The indictment also stated that Sergeant Ian Furminger, 47, of Pleasant Hill; Edmond Robles, 46, of Danville; and former police officer Reynolodo Vargas, 45, of Palm Desert perpetrated “multiple criminal conspiracies” that included seizing on behalf of the city and then stealing items from suspects such as drugs, money, gift cards, and other valuable items. Included in the indictment is a charge alleging that Furminger extorted property from an individual. They face $3.25 million in fines and 65 years in prison.
The individual histories of some of the officers in the indictment shows that this is not the first time they have been accused of wrongdoing. Officers Yick, Elias, and Razzak were sued in a federal civil rights case by one woman and two men in 2012 for wrongful arrest at the hotel located at 106 Sixth Street. The lawsuit was settled in 2014 for an undisclosed sum of money.

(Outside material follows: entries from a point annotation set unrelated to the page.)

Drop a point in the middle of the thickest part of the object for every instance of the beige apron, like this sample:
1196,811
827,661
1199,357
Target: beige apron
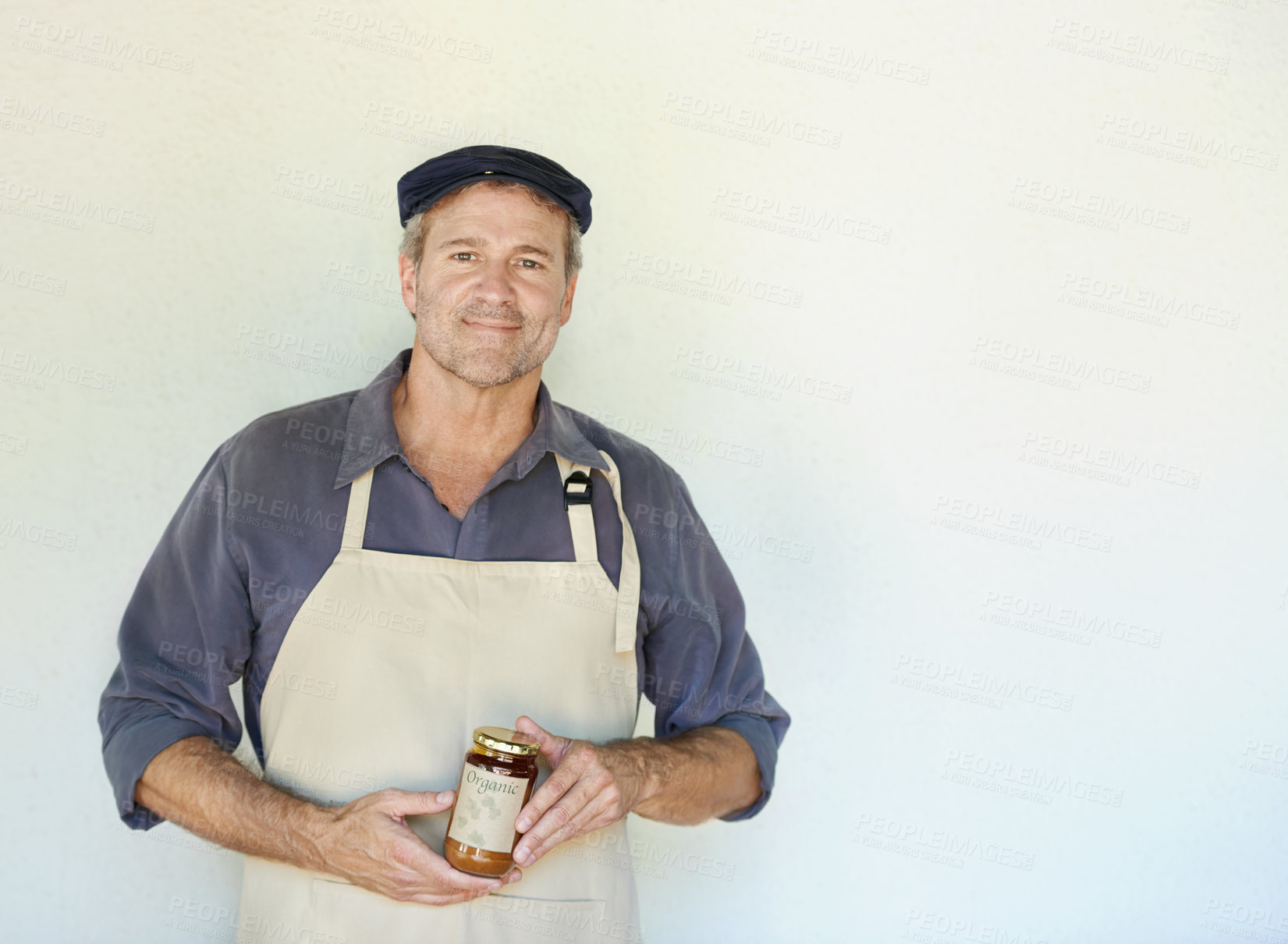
385,671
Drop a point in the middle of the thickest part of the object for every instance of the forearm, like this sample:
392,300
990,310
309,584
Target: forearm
206,791
688,778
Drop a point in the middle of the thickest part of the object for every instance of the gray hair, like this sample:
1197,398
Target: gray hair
413,236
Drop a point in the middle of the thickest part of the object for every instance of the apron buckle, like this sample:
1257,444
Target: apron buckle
576,490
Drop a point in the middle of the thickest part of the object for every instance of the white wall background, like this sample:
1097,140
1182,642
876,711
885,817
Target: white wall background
1048,237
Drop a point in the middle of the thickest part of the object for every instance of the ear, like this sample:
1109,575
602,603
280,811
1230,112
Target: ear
407,280
566,310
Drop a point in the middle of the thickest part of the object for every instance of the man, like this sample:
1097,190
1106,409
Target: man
445,549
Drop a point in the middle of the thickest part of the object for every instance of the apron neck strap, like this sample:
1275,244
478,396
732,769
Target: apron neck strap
356,516
577,501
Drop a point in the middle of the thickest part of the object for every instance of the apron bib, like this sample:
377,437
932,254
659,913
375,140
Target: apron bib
385,671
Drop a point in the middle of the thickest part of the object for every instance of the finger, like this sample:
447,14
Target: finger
456,898
559,814
410,803
552,744
593,815
559,782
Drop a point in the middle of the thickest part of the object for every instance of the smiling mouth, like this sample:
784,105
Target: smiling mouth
491,326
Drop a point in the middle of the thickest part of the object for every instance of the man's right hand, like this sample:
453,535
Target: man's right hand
370,844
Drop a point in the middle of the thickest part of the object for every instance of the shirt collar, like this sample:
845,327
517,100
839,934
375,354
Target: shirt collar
371,437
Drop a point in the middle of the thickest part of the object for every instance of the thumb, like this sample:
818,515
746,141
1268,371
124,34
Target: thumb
413,803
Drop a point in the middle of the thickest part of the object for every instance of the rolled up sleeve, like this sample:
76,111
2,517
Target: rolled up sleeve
184,637
701,666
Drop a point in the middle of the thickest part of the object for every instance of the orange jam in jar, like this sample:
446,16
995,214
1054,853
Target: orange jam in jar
496,781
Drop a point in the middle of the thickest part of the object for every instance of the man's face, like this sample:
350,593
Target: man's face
491,296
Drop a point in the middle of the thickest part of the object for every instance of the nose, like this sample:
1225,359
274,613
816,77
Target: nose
495,283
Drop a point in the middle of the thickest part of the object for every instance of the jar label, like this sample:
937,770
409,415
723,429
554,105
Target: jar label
487,805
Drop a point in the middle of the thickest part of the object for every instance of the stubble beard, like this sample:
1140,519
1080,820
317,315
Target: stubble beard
479,361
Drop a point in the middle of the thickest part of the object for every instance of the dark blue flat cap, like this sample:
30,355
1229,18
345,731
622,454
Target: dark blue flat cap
421,187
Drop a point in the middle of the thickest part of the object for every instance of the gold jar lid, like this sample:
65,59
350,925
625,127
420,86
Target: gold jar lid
506,741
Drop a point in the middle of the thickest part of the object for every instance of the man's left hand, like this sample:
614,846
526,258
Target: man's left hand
590,786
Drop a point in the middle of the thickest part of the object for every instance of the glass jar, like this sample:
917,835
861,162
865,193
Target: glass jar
496,782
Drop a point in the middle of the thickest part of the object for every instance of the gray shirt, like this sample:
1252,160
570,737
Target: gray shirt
263,522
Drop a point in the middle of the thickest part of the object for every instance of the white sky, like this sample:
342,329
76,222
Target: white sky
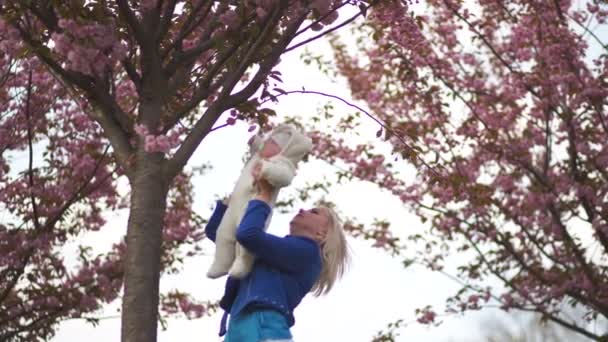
376,290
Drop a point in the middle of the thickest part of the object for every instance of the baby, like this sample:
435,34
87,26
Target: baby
277,157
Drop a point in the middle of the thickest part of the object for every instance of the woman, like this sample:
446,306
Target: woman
309,259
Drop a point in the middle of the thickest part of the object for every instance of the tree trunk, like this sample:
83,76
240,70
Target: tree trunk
144,238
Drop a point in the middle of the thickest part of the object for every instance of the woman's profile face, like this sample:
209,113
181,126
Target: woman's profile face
312,223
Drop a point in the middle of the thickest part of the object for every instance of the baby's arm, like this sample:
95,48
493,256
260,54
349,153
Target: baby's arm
278,171
215,219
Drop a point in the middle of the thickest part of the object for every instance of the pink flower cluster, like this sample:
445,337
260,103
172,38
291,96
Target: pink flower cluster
89,48
158,143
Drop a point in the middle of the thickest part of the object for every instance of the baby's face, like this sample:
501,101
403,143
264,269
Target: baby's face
270,149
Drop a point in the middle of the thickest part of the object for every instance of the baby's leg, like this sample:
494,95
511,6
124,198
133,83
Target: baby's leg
243,262
224,246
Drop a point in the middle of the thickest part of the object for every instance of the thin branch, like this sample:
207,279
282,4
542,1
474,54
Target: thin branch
346,22
125,11
166,18
205,123
413,151
31,151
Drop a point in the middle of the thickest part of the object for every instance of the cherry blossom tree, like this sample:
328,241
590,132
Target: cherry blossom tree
93,91
501,109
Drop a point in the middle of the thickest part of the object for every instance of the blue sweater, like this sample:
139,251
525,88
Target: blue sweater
285,269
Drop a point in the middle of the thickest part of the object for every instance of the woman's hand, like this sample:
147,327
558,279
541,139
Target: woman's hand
264,189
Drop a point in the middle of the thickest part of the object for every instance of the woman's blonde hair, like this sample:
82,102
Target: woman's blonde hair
335,255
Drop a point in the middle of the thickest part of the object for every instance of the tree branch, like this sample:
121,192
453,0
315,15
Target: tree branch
31,151
125,11
223,101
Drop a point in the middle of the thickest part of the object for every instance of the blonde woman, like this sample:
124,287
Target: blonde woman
310,259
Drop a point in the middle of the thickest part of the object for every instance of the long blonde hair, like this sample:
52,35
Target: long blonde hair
335,255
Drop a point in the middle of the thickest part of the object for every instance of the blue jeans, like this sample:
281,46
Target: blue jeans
257,325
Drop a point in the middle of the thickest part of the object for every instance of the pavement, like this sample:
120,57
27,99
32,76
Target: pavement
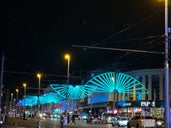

In 2005, three officers including Furminger were named in a lawsuit in which an individual alleged that when caught urinating in the street by the officers, the officers had forced him to kneel and mop up the urine using his hair. The suit states that two officers demanded that he use his hair to mop the urine while Furminger stood by. The suit was settled with the city paying the plaintiff $83,000, and Furminger was promoted to sergeant soon after.
Vargas was suspended in 2002 for six months when he was accused of using a broken crack pipe to injure a man’s face. He admitted to using excessive force, and the resulting lawsuit ended with a $60,000 settlement. In 2011, Vargas and several other officers brought on scrutiny from the FBI due to their behavior in a drug-related search videotaped by a surveillance camera at the Julian House Hotel. The video appeared to show Vargas leaving the search target’s room carrying a bag of the person’s possessions that were subsequently never checked into evidence. Vargas was eventually fired, and in November of 2013 he sued the police department for wrongful termination. The suit alleges that he was the only officer who had been terminated for the common practice of putting in for overtime while testifying during regular hours in court cases.
Police Chief Greg Sur declined to comment. A news conference has been scheduled for late Thursday morning at the Hall of Justice. The officers’ attorneys were not immediately available for comment.